La semana pasada la directora del centro entregó la dirección al Ministerio de Salud Pública, sin embargo, ningún representante de ese ministerio fue a recibirlo. En este sentido, el director provincial de Salud Pública aseveró que la DPS no tiene orden de la sede central de Salud o directamente del presidente de la República para asumir el Hogar de Enfermos Mentales Emaús.

Parte del patio del centro.

“Ella no nos dijo que nos iba a entregar y tampoco eso es así. Para asumir el centro conlleva una serie de pasos. Si ella tiene más de 20 años vamos a reconocer ese esfuerzo y a esperar que el Gobierno autorice”, dijo Víctor Rodríguez Núñez, director de la DPS en La Altagracia.

ELLOS HABLAN

Nelson Díaz, de 73 años de edad, tiene 21 años en el centro. Dijo a El Tiempo que nunca ha recibido la visita de un familiar o amigo.

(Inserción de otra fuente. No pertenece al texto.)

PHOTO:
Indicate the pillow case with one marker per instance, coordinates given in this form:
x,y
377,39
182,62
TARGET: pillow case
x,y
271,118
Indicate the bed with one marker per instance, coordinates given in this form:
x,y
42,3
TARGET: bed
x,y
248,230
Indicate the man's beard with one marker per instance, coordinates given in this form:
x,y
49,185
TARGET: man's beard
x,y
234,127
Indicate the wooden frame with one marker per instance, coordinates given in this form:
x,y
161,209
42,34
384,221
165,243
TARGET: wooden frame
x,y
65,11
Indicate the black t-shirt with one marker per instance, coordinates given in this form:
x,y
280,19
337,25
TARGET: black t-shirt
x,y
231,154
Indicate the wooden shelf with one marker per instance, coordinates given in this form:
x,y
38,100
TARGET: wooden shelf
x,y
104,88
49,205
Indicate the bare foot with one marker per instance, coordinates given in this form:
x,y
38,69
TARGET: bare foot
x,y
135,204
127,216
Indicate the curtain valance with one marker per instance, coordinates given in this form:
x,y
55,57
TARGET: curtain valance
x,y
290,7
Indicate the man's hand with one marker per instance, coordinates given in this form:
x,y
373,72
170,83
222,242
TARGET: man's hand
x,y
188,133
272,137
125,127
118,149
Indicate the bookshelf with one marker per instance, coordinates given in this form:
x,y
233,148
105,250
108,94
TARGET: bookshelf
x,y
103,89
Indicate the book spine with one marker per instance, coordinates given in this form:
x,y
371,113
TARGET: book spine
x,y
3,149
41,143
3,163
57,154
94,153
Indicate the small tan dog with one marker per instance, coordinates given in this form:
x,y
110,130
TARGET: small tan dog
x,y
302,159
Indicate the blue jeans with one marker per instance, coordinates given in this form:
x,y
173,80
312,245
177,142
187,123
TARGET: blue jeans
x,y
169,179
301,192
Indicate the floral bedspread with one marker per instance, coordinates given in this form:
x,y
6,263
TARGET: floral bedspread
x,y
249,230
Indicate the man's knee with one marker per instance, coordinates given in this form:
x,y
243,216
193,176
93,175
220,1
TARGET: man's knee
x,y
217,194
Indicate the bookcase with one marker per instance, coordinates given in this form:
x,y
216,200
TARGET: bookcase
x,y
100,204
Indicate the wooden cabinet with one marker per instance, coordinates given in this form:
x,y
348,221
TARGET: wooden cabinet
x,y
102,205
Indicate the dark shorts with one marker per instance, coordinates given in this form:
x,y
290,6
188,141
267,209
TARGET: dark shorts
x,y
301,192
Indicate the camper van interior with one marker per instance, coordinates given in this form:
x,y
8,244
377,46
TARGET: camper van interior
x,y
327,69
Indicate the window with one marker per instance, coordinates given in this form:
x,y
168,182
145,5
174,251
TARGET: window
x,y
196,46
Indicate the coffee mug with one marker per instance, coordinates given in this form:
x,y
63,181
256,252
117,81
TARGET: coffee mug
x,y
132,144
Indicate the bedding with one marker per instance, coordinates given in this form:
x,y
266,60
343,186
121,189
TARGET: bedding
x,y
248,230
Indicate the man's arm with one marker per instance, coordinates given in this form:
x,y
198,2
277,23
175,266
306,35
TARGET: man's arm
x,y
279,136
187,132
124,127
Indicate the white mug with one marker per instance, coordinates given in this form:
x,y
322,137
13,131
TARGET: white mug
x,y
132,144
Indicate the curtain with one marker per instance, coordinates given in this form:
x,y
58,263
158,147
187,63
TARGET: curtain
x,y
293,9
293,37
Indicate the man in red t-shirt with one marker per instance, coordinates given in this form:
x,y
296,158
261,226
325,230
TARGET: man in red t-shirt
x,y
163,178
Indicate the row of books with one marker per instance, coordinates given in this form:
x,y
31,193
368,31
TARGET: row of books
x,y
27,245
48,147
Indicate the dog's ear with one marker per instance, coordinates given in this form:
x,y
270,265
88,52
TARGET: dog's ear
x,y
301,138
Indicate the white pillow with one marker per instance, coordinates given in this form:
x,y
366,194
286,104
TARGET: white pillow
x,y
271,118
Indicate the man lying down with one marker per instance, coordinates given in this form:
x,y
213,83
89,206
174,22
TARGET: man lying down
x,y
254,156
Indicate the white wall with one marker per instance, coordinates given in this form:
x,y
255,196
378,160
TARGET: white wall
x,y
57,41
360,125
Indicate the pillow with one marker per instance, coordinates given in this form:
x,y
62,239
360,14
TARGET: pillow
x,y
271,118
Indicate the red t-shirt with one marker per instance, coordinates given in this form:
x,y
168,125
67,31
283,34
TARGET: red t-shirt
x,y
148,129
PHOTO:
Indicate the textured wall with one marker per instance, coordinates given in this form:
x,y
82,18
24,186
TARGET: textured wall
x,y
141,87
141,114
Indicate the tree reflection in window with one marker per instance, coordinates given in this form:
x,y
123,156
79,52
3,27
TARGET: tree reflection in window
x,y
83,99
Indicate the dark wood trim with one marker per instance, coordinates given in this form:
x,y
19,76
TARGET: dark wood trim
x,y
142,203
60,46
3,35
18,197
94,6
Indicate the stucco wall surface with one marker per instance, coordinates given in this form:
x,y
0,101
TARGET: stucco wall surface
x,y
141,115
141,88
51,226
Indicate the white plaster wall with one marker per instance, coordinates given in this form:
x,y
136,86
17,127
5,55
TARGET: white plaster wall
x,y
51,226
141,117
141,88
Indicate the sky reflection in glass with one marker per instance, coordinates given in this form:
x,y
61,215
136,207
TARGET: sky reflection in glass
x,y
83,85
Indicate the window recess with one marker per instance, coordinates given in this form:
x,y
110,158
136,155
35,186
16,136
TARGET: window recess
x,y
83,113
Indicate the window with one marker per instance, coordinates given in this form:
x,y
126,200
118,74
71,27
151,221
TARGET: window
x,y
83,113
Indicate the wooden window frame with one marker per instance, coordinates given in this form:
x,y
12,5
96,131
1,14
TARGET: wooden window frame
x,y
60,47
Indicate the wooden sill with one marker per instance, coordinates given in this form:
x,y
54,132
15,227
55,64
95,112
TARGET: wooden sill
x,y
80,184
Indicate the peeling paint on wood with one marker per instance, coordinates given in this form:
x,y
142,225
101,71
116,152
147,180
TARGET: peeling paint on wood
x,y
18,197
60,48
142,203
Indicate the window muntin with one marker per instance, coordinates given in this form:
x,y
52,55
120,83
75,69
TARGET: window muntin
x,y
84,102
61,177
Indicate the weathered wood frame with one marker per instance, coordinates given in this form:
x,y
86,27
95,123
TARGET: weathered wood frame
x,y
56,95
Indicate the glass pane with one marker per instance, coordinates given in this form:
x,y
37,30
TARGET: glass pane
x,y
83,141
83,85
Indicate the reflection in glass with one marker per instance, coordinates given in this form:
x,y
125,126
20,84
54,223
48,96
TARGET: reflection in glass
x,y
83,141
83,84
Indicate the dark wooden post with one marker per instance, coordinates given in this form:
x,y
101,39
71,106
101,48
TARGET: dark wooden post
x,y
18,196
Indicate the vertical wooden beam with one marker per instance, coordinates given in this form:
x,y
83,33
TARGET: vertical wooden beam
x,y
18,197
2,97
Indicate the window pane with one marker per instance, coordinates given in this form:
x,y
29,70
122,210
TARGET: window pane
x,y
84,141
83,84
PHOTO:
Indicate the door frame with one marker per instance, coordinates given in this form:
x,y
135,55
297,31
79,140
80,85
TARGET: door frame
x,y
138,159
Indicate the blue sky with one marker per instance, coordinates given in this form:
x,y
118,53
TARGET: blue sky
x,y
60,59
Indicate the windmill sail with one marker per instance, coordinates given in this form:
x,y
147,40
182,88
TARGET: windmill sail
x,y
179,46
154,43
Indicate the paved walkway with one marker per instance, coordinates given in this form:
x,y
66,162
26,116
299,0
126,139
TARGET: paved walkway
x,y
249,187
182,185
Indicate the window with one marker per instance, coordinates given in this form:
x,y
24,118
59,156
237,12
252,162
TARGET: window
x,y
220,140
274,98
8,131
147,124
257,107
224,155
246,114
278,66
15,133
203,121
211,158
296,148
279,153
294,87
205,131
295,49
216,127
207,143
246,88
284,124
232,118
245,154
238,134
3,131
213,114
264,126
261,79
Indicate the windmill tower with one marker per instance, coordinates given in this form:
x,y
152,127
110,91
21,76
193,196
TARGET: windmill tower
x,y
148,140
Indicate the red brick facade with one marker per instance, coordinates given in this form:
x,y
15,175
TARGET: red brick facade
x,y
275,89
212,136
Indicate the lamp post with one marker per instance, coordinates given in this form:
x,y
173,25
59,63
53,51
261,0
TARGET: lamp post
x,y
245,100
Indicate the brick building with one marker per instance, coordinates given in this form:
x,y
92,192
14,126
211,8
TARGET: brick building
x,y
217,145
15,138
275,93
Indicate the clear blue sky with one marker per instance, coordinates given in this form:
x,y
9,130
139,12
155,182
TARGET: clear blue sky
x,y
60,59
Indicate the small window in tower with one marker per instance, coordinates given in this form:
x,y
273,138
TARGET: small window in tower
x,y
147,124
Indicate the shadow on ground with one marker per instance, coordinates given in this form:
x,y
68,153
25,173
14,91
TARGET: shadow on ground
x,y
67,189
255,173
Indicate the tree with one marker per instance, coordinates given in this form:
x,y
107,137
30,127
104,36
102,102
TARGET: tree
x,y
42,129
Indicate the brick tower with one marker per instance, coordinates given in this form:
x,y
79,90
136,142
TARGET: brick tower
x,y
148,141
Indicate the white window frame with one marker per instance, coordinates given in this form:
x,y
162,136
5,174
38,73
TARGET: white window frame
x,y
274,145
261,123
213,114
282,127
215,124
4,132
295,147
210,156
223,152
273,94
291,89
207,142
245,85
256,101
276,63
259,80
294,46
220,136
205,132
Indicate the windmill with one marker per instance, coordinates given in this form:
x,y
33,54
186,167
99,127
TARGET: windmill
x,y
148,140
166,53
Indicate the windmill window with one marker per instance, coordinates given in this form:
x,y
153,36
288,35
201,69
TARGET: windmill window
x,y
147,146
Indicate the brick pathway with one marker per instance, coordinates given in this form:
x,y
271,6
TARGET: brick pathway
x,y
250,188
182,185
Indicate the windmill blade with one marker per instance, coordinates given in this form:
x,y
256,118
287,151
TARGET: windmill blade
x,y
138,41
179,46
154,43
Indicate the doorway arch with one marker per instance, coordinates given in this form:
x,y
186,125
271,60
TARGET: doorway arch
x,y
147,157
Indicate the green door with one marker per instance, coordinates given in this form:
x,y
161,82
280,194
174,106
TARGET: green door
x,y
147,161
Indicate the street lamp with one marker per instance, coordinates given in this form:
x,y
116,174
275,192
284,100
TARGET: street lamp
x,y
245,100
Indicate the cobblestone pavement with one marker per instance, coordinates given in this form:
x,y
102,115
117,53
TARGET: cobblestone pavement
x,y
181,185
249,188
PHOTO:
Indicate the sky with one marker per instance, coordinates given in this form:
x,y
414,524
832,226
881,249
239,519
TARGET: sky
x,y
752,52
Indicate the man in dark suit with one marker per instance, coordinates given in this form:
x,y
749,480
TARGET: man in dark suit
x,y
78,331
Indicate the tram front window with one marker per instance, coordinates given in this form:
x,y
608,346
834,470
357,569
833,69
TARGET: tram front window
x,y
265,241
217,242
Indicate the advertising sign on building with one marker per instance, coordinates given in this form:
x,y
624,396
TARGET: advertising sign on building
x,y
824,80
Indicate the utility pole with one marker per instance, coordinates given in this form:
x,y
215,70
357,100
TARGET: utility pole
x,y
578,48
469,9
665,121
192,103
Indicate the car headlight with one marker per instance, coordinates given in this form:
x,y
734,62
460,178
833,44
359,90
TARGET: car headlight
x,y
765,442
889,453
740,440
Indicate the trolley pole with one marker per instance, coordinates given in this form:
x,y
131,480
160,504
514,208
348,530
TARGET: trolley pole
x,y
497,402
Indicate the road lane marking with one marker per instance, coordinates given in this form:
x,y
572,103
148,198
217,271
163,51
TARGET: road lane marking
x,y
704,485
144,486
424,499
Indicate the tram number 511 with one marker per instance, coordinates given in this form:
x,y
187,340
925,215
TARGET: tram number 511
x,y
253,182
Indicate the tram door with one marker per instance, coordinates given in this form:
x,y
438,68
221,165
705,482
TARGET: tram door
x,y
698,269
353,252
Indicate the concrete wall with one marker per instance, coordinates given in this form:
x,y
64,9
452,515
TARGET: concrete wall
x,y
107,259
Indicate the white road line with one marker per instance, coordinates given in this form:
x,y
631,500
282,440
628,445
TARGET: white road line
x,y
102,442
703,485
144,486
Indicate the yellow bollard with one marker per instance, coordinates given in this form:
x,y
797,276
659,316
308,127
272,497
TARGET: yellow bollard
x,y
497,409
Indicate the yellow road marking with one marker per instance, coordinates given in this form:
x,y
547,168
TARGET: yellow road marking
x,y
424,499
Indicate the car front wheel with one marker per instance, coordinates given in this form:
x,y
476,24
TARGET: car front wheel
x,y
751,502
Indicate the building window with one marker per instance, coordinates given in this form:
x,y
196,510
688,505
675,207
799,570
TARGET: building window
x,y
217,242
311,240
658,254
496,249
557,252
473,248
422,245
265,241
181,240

De los cuatro envejecientes que recientemente el Consejo Nacional de la Persona Envejeciente (Conape) dijo que iba a reubicar en un asilo en Santo Domingo, Díaz está incluido.

Aunque con ciertas dificultades otros enfermos mentales hablaron con el equipo de este semanario. Entre ellos uno que dice llamarse Miguel Garrido Castillo. “Nos hace falta cuidado. Tengo tres años aquí. La pastora me trata bien”, fueron algunas de las palabras expresadas por Garrido Castillo.

Otro de los internos dijo llamarse “Jorge” y al responder el tiempo que lleva recluido en el hogar refirió que hace unos años que entró al centro y que su familia es de Higüey. Aseguró que la convivencia con los demás compañeros es tranquila.